March 11, 2017 – Living Without Restriction


“The unrestricted person, who has in hand what they will in all events, is free. But anyone who can be restricted, coerced, or pushed into something against what they will is a slave.” – Epictetus, Discourses, 4.1.128b-129a

I’m going to dig into my bag of bands, again. This time we’re touching down in the 80’s. The band is The Bolshoi, and the song is “Someone’s Daughter” from their album “Friends”.

I wish I knew the secret of success
Then I could laugh about it, I could say I couldn’t care less
I don’t want to wait for the dinner plate (No Way)
Is there any hope for the record plate (Today)
I don’t see no sign, I don’t see no sign
I just got to get out there and find the thing and make it mine

Oh, here it comes again that old feeling
I’ve had since I don’t know when, don’t ask me to explain, no
I’m no different, I’m the same, yes
There was once a time when I knew how to (Do Things)
I just don’t care, very debonair (No Strings)
I’ve had lesson one, I’ve had lesson one
If you get half of what you want out of this life, you’re lucky son

So much to be unpacked. First, if we’re looking for signs to tell us what to do, we’re living under restrictions. Second, if we’re waiting for permission to launch ourselves into the hands of fate, we’re living under restrictions. Lastly, do we really want to be in a position where we feel lucky to get half of what we want out of this life?

In 4.1 Epictetus uses the example of being a Senator, while still being a slave. He asks:

[17] Were you never ordered by your beloved to do something that you didn’t want to do? Have you never flattered your little slave? Have you never kissed his feet? And yet, if you were compelled to kiss Caesar’s feet, you’d regard that as an outrage and the height of tyranny. Is slavery anything other than that, then?

The key here is to understand what it means to do something you don’t want to do. In the time of Epictetus, slaves performed many tasks that allowed freemen higher pursuits. Some slaves were treated well, so well that they were allowed to keep some of the money made from labor. Others were treated like a piece of property. The very idea of kissing a slave’s feet implies an act of freedom, where kissing Caesar’s is more of a demand. There is a significant difference in doing something for someone you love as an order, and doing it because you want to make them happy even if you would rather be elsewhere.

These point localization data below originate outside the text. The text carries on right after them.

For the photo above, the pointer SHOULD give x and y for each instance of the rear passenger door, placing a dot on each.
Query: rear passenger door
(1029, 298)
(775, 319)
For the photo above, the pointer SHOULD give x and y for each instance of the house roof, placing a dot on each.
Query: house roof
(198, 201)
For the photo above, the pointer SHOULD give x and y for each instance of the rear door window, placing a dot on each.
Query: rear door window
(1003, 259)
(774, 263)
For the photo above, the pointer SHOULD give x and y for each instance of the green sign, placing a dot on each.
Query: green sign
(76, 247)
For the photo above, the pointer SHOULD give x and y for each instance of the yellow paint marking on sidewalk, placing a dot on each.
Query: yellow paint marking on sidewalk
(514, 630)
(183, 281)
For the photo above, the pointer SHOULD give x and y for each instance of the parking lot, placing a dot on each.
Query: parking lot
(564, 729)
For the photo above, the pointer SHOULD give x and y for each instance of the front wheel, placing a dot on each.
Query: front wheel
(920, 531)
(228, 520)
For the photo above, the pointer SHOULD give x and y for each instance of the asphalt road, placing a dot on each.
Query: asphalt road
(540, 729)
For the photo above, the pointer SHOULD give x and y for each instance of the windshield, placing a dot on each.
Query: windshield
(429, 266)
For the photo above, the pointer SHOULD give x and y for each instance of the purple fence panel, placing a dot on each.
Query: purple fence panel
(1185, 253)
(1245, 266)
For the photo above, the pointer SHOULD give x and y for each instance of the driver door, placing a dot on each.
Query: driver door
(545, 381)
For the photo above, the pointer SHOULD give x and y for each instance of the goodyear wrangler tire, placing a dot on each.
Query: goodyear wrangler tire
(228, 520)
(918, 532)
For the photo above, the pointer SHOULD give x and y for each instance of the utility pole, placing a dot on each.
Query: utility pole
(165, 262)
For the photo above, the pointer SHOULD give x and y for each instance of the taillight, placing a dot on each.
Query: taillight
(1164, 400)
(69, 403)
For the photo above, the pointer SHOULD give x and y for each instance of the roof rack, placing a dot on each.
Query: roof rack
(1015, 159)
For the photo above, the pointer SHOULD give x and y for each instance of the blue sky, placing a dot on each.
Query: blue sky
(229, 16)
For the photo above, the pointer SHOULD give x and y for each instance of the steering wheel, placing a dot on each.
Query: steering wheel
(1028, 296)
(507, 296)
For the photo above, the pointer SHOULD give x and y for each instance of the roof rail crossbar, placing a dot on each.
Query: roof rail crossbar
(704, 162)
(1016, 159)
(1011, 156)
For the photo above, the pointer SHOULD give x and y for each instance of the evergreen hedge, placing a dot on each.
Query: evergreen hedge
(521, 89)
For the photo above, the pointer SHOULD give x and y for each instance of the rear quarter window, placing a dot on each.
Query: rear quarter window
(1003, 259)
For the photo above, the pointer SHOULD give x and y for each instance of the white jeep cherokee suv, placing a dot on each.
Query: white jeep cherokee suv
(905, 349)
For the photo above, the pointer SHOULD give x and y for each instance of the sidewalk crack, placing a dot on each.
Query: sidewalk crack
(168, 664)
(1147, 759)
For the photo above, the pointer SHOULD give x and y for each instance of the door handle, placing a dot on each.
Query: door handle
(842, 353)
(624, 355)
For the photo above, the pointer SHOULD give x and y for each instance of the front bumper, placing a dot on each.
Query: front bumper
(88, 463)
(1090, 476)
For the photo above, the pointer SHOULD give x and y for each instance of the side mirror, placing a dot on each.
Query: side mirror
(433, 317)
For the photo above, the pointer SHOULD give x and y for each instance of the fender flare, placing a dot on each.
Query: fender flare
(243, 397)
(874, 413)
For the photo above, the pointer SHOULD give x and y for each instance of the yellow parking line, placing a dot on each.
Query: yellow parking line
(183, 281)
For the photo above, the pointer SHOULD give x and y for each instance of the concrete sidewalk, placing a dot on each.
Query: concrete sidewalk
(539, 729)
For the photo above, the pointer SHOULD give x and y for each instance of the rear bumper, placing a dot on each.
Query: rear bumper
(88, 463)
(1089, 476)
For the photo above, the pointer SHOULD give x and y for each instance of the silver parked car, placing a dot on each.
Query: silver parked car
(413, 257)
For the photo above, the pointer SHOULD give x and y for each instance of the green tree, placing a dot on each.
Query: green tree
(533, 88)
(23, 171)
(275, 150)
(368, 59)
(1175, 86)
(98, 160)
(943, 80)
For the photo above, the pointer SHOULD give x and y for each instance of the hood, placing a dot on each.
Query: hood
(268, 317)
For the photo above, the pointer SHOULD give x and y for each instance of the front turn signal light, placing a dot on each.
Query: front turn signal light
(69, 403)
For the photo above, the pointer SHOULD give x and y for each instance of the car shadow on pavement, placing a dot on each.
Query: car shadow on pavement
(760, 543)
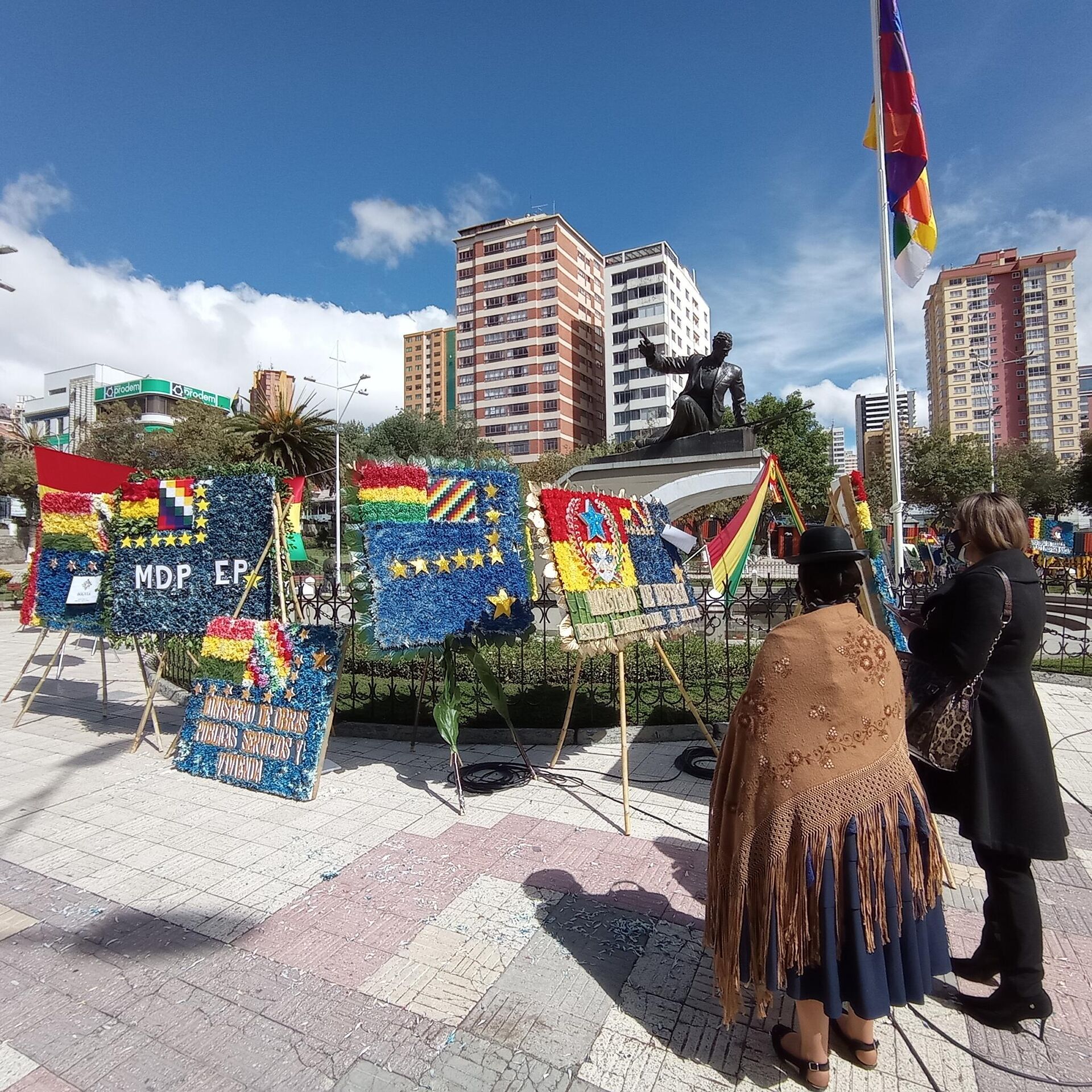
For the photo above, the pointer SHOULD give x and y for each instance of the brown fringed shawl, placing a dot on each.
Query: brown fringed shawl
(818, 738)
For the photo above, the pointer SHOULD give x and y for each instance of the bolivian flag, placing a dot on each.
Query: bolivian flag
(294, 535)
(729, 551)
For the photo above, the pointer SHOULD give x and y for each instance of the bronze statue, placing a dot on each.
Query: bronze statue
(700, 408)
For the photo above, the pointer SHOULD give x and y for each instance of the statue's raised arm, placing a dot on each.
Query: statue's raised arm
(657, 362)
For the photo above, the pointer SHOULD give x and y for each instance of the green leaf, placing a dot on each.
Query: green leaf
(490, 682)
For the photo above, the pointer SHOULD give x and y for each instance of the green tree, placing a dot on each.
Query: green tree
(941, 471)
(407, 435)
(201, 437)
(1036, 478)
(802, 445)
(293, 436)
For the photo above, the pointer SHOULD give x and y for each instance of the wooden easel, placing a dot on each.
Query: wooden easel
(623, 714)
(55, 659)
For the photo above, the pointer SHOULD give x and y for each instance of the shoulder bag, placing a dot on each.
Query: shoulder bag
(941, 710)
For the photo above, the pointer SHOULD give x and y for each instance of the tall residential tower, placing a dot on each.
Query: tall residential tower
(529, 336)
(1000, 340)
(429, 376)
(651, 293)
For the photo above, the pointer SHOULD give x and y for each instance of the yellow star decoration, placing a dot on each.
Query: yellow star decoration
(502, 603)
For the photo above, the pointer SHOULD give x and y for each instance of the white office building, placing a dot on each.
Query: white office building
(648, 292)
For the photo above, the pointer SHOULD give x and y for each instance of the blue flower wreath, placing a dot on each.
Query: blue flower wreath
(417, 602)
(315, 692)
(241, 520)
(56, 570)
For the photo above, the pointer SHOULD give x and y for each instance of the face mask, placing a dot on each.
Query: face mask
(955, 546)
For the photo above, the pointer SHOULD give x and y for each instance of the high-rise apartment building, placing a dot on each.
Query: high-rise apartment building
(428, 384)
(1000, 341)
(838, 452)
(651, 293)
(272, 388)
(529, 334)
(874, 410)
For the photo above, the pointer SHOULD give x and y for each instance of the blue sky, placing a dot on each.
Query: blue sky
(211, 144)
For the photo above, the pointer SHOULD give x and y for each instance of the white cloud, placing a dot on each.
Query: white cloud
(27, 202)
(66, 315)
(387, 231)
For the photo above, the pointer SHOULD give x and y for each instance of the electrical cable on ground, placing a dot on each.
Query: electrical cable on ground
(699, 762)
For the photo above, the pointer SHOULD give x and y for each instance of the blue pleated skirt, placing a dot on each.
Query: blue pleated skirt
(897, 973)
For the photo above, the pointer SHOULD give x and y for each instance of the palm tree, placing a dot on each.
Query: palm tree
(294, 437)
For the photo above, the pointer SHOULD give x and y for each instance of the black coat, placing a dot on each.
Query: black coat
(1005, 791)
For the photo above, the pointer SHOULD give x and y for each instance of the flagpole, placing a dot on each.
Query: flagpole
(886, 289)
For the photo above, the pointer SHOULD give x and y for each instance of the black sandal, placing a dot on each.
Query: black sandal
(803, 1067)
(854, 1045)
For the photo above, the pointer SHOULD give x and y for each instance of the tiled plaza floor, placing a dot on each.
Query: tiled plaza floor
(160, 932)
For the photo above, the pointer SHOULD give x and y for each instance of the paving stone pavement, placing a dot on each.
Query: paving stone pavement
(159, 932)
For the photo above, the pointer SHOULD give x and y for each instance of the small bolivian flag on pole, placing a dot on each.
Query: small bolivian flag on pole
(905, 152)
(730, 549)
(293, 518)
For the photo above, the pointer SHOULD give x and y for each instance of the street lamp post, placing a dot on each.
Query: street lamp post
(337, 388)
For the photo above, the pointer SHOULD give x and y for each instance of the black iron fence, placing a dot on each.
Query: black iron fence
(713, 661)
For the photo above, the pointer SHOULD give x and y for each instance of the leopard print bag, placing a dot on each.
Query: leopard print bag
(941, 710)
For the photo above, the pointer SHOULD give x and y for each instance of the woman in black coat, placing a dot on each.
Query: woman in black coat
(1005, 791)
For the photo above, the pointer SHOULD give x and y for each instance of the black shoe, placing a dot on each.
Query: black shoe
(1005, 1010)
(803, 1067)
(982, 969)
(855, 1046)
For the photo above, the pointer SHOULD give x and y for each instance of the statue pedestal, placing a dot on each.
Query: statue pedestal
(684, 474)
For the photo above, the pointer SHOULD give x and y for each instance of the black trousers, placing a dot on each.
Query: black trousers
(1012, 934)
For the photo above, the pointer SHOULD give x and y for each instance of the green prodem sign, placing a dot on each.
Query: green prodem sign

What burden does restriction put upon us? How should we oppose it? He defines the want of freedom in very extreme terms.

[29] That is why we call free only those animals that won’t put up with captivity, but escape through death as soon as they’re captured.

It’s an important question to ask: how am I living? Am I aware of what I’m giving up for the nice car, house, and other material trappings? Am I forced to march to the orders of someone in charge, or am I being led by someone who appreciates my voice? Who respects me?

When we value freedom above things our world, and live, surely has greater meaning.